Going Back to the Moon? So What!?
By Santiago Mendez, Anthony Palumbo and Kenneth Jones II
NASA plans to go back to the moon after nearly 30 years, but why? Why go back to the moon now? We’ve already gone there before, so what is so special about going to the moon this time? What’s the main reason? NASA wants to return to the moon to further expand our knowledge for upcoming Mars missions, particularly the first manned mission to Mars.
This rocket will be NASA’s strongest rocket to date since the Saturn V rocket from the 60s. Standing at a whopping 322 feet tall, the rocket weighs 5.75 million pounds. The rockets are the size of a typical skyscraper one might see in a big city. With their enormous size comes a large price tag, as it takes researchers time and money to conduct just a single mission. This is where Artemis I comes in; launching a rocket from the moon requires less fuel and money due to the difference in gravity. This opens many opportunities to load more supplies on the rocket that, on Earth, wouldn’t be possible. This moon mission could be related to the making of a base on the Moon for the Mars mission in the coming years. This option is favored by NASA for future Mars missions. According to NASA, “Artemis I will be the first in a series of increasingly complex missions to build a long-term human presence at the Moon for decades to come.”
The rocket was set to be launched on August 29th, 2022, but was delayed due to engine malfunctions.
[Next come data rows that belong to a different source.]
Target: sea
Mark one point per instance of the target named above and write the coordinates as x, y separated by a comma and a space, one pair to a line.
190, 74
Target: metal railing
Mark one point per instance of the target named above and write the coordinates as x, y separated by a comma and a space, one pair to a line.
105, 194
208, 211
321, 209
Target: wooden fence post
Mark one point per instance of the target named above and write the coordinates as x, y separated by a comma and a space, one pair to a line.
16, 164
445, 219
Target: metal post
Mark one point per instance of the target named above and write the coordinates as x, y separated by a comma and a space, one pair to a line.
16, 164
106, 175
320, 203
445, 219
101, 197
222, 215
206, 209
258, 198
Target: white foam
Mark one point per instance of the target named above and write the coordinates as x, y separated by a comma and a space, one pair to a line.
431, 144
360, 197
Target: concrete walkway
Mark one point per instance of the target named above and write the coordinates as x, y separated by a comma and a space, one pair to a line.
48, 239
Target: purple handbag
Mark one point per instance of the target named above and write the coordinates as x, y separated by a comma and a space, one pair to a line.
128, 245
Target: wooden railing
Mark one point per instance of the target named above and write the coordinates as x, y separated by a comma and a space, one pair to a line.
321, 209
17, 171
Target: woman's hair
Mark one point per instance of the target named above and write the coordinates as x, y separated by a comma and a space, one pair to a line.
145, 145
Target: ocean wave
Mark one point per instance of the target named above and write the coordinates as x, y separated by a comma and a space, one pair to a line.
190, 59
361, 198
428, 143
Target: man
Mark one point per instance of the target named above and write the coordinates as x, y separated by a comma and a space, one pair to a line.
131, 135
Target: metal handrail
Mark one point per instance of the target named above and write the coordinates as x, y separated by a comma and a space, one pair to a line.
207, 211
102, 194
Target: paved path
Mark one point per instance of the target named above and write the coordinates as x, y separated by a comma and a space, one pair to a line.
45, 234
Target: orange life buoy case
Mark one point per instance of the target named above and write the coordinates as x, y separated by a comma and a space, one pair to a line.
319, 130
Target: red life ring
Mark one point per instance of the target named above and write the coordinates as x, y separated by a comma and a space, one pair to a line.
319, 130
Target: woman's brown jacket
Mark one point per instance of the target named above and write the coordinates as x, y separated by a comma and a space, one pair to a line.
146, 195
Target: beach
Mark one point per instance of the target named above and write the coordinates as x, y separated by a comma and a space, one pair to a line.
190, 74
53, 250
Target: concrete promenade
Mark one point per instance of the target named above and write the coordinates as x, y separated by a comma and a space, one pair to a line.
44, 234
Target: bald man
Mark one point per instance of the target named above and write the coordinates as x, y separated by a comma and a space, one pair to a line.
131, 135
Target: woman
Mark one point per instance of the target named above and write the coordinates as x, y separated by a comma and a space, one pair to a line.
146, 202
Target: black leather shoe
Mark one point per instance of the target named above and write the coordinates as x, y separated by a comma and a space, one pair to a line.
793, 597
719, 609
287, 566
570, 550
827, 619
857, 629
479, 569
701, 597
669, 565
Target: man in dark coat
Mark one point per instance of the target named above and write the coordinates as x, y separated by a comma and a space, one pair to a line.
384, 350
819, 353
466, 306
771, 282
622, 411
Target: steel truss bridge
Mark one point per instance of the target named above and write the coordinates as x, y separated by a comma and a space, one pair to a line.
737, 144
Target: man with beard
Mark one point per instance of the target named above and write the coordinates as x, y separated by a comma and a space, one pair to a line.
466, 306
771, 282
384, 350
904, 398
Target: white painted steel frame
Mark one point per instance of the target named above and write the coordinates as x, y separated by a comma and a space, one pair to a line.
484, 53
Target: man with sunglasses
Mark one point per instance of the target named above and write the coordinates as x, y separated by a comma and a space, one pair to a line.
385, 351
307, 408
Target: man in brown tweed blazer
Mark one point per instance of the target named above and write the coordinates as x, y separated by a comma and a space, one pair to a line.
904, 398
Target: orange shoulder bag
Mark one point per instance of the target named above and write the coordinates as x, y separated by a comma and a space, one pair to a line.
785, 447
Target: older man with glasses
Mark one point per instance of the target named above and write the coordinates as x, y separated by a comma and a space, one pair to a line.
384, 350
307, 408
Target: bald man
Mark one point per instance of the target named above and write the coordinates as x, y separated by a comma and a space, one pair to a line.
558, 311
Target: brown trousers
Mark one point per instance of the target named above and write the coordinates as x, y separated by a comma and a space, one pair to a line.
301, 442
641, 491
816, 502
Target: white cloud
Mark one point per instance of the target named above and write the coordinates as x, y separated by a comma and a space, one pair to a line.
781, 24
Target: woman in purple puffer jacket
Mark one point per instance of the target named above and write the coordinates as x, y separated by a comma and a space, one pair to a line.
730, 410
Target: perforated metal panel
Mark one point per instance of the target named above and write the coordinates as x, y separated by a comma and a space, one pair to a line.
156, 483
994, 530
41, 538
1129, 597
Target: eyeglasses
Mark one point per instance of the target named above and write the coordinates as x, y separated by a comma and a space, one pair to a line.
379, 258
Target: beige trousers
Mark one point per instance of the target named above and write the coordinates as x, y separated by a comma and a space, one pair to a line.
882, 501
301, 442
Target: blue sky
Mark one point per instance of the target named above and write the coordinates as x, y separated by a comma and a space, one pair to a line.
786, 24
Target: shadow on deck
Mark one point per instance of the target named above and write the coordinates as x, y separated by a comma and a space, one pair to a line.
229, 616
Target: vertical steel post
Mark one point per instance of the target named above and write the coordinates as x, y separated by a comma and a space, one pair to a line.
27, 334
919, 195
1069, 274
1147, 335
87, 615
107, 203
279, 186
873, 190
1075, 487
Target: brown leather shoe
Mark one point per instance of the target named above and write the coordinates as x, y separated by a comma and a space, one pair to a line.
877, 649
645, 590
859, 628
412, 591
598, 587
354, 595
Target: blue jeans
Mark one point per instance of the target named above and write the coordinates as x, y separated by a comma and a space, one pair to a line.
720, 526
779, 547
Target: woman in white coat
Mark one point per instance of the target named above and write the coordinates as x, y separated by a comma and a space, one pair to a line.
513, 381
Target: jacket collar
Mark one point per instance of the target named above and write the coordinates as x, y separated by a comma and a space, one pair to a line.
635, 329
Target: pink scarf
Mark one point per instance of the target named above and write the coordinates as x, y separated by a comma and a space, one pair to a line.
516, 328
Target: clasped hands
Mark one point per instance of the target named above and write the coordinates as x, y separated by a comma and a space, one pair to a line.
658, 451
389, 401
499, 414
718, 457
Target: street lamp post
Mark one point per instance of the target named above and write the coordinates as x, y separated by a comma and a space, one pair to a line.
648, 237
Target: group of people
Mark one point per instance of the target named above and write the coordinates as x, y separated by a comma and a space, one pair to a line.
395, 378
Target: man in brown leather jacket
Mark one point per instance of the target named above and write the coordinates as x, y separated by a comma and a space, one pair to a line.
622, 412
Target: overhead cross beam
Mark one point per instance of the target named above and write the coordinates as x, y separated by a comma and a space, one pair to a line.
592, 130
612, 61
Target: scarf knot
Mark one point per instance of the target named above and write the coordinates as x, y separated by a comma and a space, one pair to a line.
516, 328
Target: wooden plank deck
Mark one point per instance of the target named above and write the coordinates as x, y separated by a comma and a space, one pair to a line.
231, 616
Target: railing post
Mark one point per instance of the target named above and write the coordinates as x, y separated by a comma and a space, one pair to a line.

The new launch date was set to be on September 3rd, with high hopes from the NASA team to start this mission. Unfortunately, problems with leaks in the rocket’s fuel system have once again delayed the launch. A new launch date will be scheduled between September 19 to October 4. This launch will open more opportunities for Artemis II to come into reality. According to NASA, “Through Artemis missions, NASA will land the first woman and the first person of color on the Moon, paving the way for a long-term lunar presence and serving as a stepping stone on the way to Mars.” So, for now, the public will have to wait patiently for this Artemis’ launch and the beginning of a new era for space travel.